StyleIR: The Language-Neutral Intermediate Representation

Question: You have 11 language adapters that each produce raw counts. You have 10 detectors that each need those counts. How do you connect them without coupling detectors to language-specific data structures?

The Coupling Problem

Consider the PanicAddictionDetector. It needs to know how many panic-like calls exist in a file. In Rust, that is unwrap() and expect(). In Go, that is panic().

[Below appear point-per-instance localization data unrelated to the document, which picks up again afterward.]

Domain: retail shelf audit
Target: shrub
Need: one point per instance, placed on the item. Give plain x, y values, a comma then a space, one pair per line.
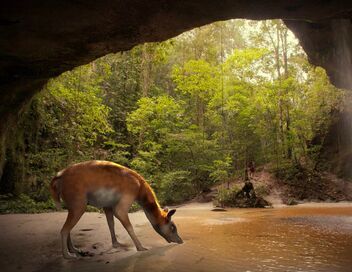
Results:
176, 187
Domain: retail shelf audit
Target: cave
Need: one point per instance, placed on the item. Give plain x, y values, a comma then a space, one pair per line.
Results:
40, 40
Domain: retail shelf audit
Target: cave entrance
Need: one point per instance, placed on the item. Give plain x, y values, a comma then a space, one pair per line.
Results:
185, 113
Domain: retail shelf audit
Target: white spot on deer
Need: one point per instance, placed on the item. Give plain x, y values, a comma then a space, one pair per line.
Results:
103, 197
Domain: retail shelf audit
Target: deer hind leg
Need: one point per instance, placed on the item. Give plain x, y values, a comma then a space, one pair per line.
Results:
72, 218
71, 247
109, 213
121, 212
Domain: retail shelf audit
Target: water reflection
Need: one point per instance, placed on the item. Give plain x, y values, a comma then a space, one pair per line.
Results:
287, 239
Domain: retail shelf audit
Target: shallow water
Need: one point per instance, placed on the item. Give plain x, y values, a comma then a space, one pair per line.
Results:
300, 238
285, 239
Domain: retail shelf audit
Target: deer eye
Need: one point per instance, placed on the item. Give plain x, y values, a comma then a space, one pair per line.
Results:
173, 228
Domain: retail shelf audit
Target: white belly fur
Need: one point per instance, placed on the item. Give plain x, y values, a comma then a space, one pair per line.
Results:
104, 197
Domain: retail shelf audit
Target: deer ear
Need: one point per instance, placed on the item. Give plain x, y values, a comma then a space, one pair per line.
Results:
171, 213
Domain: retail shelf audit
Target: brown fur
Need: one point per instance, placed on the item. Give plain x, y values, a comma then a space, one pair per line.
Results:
75, 183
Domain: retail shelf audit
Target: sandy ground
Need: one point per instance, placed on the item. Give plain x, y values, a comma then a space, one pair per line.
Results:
30, 242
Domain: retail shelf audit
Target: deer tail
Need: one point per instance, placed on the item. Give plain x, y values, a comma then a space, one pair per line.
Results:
55, 190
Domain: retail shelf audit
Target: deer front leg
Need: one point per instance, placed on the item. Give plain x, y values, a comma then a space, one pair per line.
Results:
109, 213
121, 212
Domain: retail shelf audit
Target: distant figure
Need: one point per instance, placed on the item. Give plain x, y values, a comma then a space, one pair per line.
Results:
247, 190
251, 169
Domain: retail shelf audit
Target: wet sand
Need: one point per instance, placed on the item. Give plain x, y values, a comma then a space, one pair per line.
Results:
310, 237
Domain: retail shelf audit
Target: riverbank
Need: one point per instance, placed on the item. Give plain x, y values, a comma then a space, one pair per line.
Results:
279, 239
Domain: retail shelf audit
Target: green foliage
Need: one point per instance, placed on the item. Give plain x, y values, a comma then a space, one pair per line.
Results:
226, 197
176, 187
186, 113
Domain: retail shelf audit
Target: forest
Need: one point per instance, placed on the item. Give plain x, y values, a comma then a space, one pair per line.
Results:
186, 113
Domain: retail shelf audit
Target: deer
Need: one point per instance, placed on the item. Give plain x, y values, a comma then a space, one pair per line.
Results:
114, 188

In Python, that is bare raise without a specific exception type.

Without an intermediate layer, the detector would need to either:

  1. Query each adapter directly (coupling detector to adapter)
  2. Maintain its own tree-sitter queries (duplicating adapter logic)
  3. Read raw AST nodes (coupling detector to language grammar)

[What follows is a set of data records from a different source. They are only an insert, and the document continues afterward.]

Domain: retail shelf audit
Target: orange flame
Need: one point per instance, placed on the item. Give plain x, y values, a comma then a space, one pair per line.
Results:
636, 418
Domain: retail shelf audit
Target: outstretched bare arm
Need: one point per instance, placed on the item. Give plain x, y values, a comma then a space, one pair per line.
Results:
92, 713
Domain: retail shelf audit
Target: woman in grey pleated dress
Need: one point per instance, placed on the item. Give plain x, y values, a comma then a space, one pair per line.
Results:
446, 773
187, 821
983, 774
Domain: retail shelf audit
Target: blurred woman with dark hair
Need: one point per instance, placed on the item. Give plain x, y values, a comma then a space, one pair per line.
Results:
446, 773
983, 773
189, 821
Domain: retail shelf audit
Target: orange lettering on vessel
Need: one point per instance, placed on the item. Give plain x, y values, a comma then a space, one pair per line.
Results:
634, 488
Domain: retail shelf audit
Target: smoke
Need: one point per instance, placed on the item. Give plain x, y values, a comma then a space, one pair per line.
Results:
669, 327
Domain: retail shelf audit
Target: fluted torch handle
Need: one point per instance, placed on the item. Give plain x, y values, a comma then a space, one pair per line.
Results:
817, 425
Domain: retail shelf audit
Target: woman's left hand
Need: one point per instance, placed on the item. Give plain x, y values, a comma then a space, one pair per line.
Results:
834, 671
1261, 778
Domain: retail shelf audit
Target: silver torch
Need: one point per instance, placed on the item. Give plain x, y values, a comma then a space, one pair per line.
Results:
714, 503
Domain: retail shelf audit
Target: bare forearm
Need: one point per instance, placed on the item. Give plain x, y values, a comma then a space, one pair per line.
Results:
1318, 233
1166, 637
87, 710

All three options create tight coupling that breaks when you add language #12.

StyleIR: Facts, Not Judgments

StyleIR (src/style_ir/mod.rs) is a language-neutral fact layer. It stores counts — objective measurements extracted by adapters — not judgments about whether those counts are problematic.

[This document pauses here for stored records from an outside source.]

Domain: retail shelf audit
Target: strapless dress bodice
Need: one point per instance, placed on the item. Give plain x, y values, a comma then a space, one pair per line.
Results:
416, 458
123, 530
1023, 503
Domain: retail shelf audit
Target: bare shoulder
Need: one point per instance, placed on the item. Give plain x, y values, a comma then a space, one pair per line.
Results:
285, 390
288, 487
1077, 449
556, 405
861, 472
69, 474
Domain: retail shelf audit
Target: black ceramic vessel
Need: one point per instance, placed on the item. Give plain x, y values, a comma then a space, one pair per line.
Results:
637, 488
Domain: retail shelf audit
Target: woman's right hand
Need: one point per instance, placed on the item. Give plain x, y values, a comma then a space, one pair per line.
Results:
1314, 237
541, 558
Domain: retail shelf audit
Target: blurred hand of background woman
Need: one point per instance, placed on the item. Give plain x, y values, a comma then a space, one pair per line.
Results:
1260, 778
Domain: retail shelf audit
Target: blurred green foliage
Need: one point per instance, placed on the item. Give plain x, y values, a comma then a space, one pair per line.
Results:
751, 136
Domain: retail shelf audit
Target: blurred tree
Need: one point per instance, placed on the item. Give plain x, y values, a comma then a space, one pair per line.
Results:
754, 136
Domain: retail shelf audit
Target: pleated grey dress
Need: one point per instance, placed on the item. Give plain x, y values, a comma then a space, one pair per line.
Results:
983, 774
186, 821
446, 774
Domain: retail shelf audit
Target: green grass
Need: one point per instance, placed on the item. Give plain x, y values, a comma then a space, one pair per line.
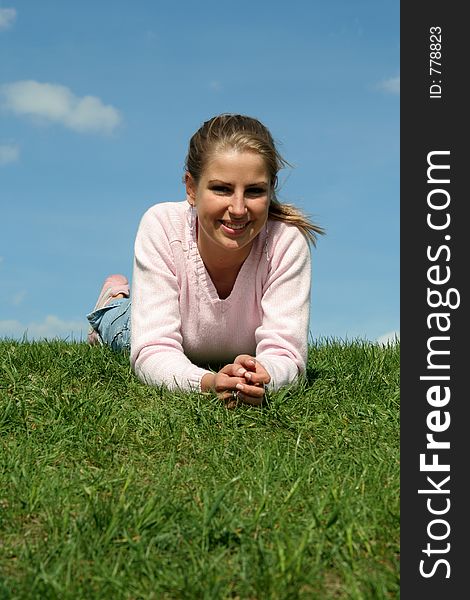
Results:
111, 489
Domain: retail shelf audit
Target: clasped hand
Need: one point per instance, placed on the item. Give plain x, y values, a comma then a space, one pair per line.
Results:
243, 381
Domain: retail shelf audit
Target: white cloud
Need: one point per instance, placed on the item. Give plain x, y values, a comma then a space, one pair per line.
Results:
390, 86
57, 104
391, 337
9, 153
7, 17
50, 328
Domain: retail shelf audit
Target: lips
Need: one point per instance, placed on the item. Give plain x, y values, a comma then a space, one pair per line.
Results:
234, 225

// src/style_ir/mod.rs:55-133
pub struct StyleIr {
    pub language: Language,
    pub line_count: usize,
    pub functions: Vec<FunctionNode>,
    pub panic_call_count: usize,
    pub naming_violation_count: usize,
    pub deeply_nested_block_count: usize,
    pub debug_call_count: usize,
    pub excessive_param_count: usize,
    pub unsafe_block_count: usize,
    pub magic_number_count: usize,
    pub commented_out_lines: usize,
    pub todo_count: usize,
    pub goroutine_spawn_count: usize,
    pub defer_in_loop_count: usize,
    pub go_convention_count: usize,
    pub python_issue_count: usize,
    pub java_issue_count: usize,
    pub ruby_issue_count: usize,
    pub c_issue_count: usize,
    pub ts_issue_count: usize,
    pub js_issue_count: usize,
    pub swift_issue_count: usize,
    pub dead_code_count: usize,
    pub duplicate_import_count: usize,
}

The key insight: every field is a usize (or Vec<FunctionNode>). There are no language-specific types. A detector reading ir.panic_call_count does not know or care whether the panics came from Rust's unwrap() or Go's panic().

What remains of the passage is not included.